The 2011 resolution laid the groundwork for a follow-on resolution in October 2014. Despite staunch behind-the-scenes opposition from Russia, Pakistan, Egypt, and Saudi Arabia, the resolution—sponsored by Brazil, Chile, Colombia, Uruguay, and the United States—won support from an even broader coalition of countries.

Breaking down voting blocs: None of these achievements would have been possible had the United States not invested considerable diplomatic capital in breaking down voting blocs in the UN—such as the Nonaligned Movement (NAM) and Organization of Islamic Cooperation (OIC)— that have long obstructed decisive action. By actively courting nontraditional partners in Geneva as well as in capitals, U.S. diplomats forged new relationships that were decisive to passing resolutions with cross-regional support.

Remaining Challenges

These achievements notwithstanding, U.S. membership hasn’t remedied all of the Human Rights Council’s chronic ills.

Membership: Browsing the HRC’s roster of members, it’s easy to question the body’s credibility. Year after year, countries with egregious human rights records like Russia, China, and Saudi Arabia continue to secure seats. Supporters of the Human Rights Council had hoped that its composition would be an improvement on the CHR, since HRC membership requires election by a majority of states in the UN General Assembly. Unfortunately, these reforms have failed to keep human rights offenders off the HRC, where they continue to water down language and obstruct resolutions.

Israel: Disproportionate focus on Israel—one of the biggest U.S. criticisms of the former CHR—is a major problem. Even as other human rights abusers evade scrutiny, Israel remains the subject of a stand-alone HRC agenda item. Ending, or at least alleviating, the Council’s disproportionate focus on Israel was one of the Obama administration’s chief motivations for reengaging the HRC in 2009. Six years later, the HRC’s record on Israel is mixed. Deft U.S. diplomacy has facilitated some progress in normalizing the HRC’s treatment of Israel, including by securing Israel’s admission into the Western European and Other States Group (WEOG) in 2013. In return, Israel agreed to participate in its Universal Periodic Review, thereby ending its boycott of the Council. This was a victory for the United States and Israel, but also for the Human Rights Council itself. Nonetheless, the United States hasn’t succeeded in significantly reducing the HRC’s bias toward Israel. This isn’t to suggest that the Council should let Israel’s human rights record go unchallenged. Rather, Israel’s abuses should be judged alongside those of other countries, not in a class of its own.

What Next?

As a nonmember, the United States must consolidate the gains it’s made over the past six years while preventing the resurgence of the Council’s worst tendencies. Luckily, nonmember status won’t inhibit Washington’s ability to exert influence in the HRC. The United States should use its large diplomatic presence in Geneva in two ways.

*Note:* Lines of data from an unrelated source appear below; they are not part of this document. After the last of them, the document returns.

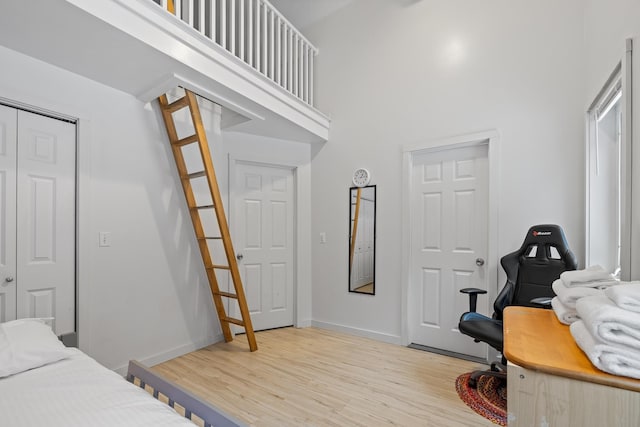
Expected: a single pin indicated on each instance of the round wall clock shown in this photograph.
(361, 177)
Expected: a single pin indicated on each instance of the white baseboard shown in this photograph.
(304, 323)
(172, 353)
(388, 338)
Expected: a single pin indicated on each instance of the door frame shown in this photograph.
(299, 252)
(81, 187)
(491, 139)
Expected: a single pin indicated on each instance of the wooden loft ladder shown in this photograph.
(190, 101)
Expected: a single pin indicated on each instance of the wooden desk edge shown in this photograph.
(584, 369)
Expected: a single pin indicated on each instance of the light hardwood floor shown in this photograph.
(315, 377)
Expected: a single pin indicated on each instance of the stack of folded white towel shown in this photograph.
(608, 331)
(577, 284)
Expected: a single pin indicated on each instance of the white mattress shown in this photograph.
(79, 392)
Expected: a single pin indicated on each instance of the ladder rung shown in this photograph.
(196, 175)
(185, 141)
(234, 321)
(226, 294)
(177, 105)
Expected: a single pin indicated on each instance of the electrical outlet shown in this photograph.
(104, 239)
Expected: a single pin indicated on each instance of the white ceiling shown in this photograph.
(302, 13)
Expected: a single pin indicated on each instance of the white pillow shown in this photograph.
(27, 344)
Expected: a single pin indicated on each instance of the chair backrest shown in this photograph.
(531, 270)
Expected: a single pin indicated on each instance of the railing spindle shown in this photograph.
(255, 32)
(241, 31)
(213, 5)
(312, 55)
(263, 18)
(300, 69)
(272, 45)
(290, 62)
(250, 34)
(258, 34)
(201, 17)
(178, 6)
(190, 12)
(232, 26)
(279, 51)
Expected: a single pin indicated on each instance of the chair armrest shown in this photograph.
(544, 302)
(473, 296)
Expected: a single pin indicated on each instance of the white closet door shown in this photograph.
(264, 227)
(46, 223)
(8, 122)
(449, 235)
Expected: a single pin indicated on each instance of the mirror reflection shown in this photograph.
(362, 239)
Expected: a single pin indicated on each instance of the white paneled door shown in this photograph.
(263, 223)
(8, 150)
(449, 222)
(38, 223)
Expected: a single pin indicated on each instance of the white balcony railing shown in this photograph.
(255, 32)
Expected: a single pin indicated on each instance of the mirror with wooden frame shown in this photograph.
(362, 239)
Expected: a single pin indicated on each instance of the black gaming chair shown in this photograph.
(530, 271)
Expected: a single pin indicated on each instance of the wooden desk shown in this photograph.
(552, 383)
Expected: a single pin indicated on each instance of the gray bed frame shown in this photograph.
(192, 404)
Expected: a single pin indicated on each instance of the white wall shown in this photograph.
(146, 296)
(396, 73)
(607, 24)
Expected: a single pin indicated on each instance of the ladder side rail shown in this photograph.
(195, 217)
(221, 218)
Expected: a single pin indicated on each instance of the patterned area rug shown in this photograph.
(488, 400)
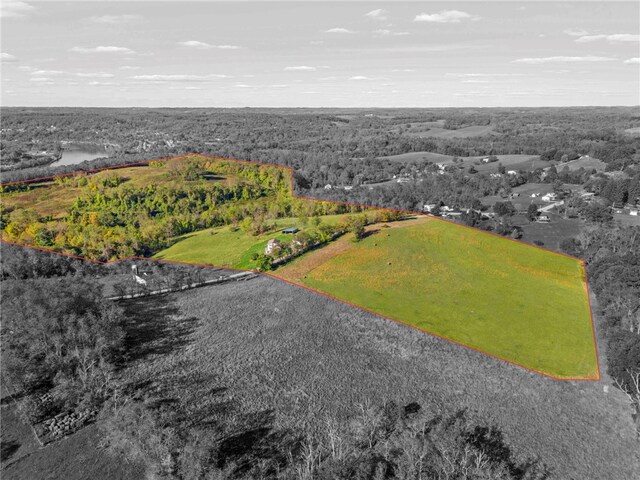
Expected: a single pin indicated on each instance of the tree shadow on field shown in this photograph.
(370, 233)
(154, 326)
(7, 449)
(256, 442)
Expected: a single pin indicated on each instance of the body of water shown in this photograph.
(78, 155)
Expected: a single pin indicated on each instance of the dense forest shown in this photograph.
(323, 146)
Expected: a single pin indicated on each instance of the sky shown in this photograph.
(319, 54)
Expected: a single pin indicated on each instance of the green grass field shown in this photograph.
(519, 303)
(228, 246)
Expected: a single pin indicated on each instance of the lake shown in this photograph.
(73, 156)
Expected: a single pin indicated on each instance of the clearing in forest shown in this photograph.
(523, 304)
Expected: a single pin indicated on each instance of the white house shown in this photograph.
(428, 207)
(272, 245)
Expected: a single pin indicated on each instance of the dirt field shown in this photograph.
(245, 349)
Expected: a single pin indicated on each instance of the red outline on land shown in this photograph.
(291, 173)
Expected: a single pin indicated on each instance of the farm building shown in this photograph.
(272, 245)
(428, 207)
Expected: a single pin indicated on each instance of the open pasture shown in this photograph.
(268, 352)
(521, 304)
(230, 246)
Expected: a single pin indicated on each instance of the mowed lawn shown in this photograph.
(230, 246)
(505, 298)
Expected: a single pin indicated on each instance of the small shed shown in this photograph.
(272, 245)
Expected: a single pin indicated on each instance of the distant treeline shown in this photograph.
(323, 146)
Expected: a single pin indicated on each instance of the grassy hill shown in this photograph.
(519, 303)
(230, 246)
(281, 358)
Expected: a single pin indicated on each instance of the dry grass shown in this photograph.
(269, 353)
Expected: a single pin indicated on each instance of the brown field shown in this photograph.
(280, 356)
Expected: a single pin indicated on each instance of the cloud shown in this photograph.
(177, 77)
(15, 8)
(207, 46)
(115, 19)
(614, 38)
(339, 30)
(575, 32)
(378, 14)
(446, 16)
(300, 68)
(383, 32)
(101, 49)
(48, 72)
(483, 75)
(95, 75)
(8, 58)
(562, 59)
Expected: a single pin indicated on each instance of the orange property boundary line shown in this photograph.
(290, 169)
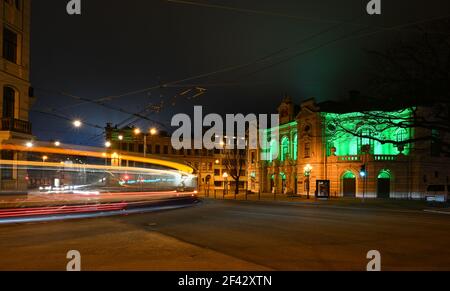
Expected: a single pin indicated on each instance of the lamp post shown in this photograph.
(225, 179)
(307, 171)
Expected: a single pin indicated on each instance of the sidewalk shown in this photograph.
(333, 201)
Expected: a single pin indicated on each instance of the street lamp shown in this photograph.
(225, 178)
(307, 170)
(153, 131)
(77, 123)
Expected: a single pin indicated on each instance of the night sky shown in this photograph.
(117, 47)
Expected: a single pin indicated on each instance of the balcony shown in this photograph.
(15, 125)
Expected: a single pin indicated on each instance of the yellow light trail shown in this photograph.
(102, 155)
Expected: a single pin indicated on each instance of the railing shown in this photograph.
(16, 125)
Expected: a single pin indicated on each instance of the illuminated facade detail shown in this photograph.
(16, 96)
(335, 147)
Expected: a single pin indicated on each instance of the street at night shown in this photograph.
(224, 143)
(237, 236)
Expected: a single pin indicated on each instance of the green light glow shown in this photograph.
(349, 175)
(384, 174)
(338, 127)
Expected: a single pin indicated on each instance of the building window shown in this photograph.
(8, 102)
(284, 148)
(295, 148)
(7, 170)
(307, 150)
(16, 3)
(364, 140)
(253, 157)
(9, 45)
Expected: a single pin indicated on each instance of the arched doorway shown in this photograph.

First, the United States should leverage its convening power to continue building cross-regional coalitions with likeminded governments as well as nontraditional partners. Last year’s progress on LGBT rights was made possible through close U.S. collaboration with South American sponsors, whose leadership bestowed greater legitimacy upon the resolution. The resolution even earned support from traditional U.S. “adversaries,” such as Cuba and Venezuela. U.S. diplomats should aim to replicate these successes across other issue areas.

Second, the United States shouldn’t lose sight of its goal of strengthening the Council’s membership. There are plenty of UN member states that abide by their human rights obligations but don’t have the resources to fully participate in the HRC. The U.S. Mission in Geneva should marshal resources to assist these countries in elections for HRC membership and, once elected, help build their diplomatic capacities in Geneva.

Finally, as the race for the White House heats up, it’s worth considering what tack the next administration—whether Democratic or Republican—would take on the Human Rights Council. While candidates from both parties will be tempted to focus exclusively on the Council’s weaknesses, they would do well to remember the lessons of the previous six years: on the whole, the HRC performs best when the United States participates, not when it sits on the sidelines.